Niklas Therning wrote:

...


Yes, setIoProcessor() isn't very nice, I agree. And I don't have a
solution for it except that copying the chain passed to setFilterChain()
into something like an IoProcessorAwareFilterChain. I can't see how the
above solves this. How does the wrapped chain know where to route
write() / close() calls? Or is it just to prevent setIoProcessor() from
being called?

I have a solution now! :)

I just realized that when calling IoSession.write() the concrete IoSession implementation will always know the final destination of the write event. For SocketSessionImpl the final destination is always SocketIoProcessor.
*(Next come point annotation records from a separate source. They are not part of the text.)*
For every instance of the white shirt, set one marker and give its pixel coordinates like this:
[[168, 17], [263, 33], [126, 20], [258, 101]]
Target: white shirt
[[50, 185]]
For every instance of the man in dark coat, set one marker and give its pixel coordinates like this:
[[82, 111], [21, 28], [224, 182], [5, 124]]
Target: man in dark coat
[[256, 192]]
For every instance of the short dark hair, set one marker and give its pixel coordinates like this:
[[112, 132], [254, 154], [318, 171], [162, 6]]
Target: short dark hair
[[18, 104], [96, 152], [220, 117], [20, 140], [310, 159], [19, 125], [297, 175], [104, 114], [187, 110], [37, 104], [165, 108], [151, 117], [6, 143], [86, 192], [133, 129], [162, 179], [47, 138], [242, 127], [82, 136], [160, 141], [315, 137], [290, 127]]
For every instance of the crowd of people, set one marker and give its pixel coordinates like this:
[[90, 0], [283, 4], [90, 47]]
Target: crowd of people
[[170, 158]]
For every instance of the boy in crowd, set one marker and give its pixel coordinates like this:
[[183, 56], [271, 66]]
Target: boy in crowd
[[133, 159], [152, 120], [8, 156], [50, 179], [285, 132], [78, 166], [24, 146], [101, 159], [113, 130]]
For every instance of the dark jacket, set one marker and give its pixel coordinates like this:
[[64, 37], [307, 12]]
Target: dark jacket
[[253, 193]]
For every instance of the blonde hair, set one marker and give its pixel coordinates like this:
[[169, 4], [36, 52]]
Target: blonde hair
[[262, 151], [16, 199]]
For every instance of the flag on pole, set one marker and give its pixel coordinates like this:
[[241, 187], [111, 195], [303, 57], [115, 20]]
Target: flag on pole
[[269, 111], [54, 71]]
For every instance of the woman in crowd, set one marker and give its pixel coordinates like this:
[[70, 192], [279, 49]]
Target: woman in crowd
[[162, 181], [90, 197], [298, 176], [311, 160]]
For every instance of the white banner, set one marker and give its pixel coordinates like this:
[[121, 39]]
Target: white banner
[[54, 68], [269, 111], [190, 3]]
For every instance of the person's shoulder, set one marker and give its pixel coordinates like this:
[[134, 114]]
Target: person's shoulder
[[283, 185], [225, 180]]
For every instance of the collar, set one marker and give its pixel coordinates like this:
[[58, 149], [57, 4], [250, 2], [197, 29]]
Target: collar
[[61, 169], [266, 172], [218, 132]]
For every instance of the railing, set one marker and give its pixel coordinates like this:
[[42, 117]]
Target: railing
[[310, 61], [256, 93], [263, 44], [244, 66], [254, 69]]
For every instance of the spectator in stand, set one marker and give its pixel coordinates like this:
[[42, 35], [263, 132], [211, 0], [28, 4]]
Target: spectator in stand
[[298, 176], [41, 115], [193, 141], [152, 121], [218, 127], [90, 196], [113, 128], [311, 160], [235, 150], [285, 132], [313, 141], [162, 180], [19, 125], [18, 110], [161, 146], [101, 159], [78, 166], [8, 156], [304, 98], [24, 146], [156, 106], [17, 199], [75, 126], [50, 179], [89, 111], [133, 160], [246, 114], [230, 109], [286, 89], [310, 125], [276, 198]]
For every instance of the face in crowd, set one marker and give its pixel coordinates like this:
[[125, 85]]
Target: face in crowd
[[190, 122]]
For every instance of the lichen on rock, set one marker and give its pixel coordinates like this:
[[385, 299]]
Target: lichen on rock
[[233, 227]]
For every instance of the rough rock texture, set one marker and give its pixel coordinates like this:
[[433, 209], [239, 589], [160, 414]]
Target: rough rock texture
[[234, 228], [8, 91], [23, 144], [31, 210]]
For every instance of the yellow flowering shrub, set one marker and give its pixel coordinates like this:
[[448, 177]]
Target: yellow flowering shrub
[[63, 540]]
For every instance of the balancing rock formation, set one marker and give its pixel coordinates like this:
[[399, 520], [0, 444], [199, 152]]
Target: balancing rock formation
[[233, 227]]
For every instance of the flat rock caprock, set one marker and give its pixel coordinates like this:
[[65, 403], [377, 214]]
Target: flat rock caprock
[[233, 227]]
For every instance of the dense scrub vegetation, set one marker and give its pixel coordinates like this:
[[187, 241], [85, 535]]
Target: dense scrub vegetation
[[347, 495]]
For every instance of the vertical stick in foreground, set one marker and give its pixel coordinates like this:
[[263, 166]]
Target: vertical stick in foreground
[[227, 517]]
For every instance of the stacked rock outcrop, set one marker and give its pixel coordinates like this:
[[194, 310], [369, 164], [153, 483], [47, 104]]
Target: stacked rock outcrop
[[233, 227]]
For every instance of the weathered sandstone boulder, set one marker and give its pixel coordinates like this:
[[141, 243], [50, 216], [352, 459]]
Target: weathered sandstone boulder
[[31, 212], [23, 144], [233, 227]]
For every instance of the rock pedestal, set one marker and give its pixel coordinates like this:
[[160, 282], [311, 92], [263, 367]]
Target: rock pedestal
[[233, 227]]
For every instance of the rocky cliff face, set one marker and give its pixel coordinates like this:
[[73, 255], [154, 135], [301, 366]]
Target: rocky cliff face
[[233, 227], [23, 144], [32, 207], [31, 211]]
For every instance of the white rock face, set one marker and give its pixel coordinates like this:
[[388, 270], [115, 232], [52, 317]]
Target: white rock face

So the IoFilterChain methods for downstream events look like this:

void write( IoSession session, WriteRequest writeRequest, IoProcessor p ) throws Exception;

SocketSessionImpl's write() method looks like this:

public WriteFuture write( Object message ) {
this.filterChain.write(this, new WriteRequest(), SocketIoProcesso.getInstance());
}

Provided that SocketIoProcessor implements IoProcessor. I think you get the point. The ChainedFilterChain will always know the next filter chain to filter through and can wrap it in an IoFilterChainToIoProcessorAdapter object.

Bottom line: setIoProcessor() WON'T BE NEEDED! This approach makes IoFilterChain totally stateless which means the same filter chain can be reused for different ports if the user wants that (though that would probably not be advisable).

The only sacrifice I see right now is the IoFilterChain.getNextFilter() methods. They would not return a proper NextFilter instance.

If it's ok with Dave I would like to see what he comes up with before we abondon this approach. Dave, if you don't want to spend your time on something that might get thrown away, please let me know and I can take over.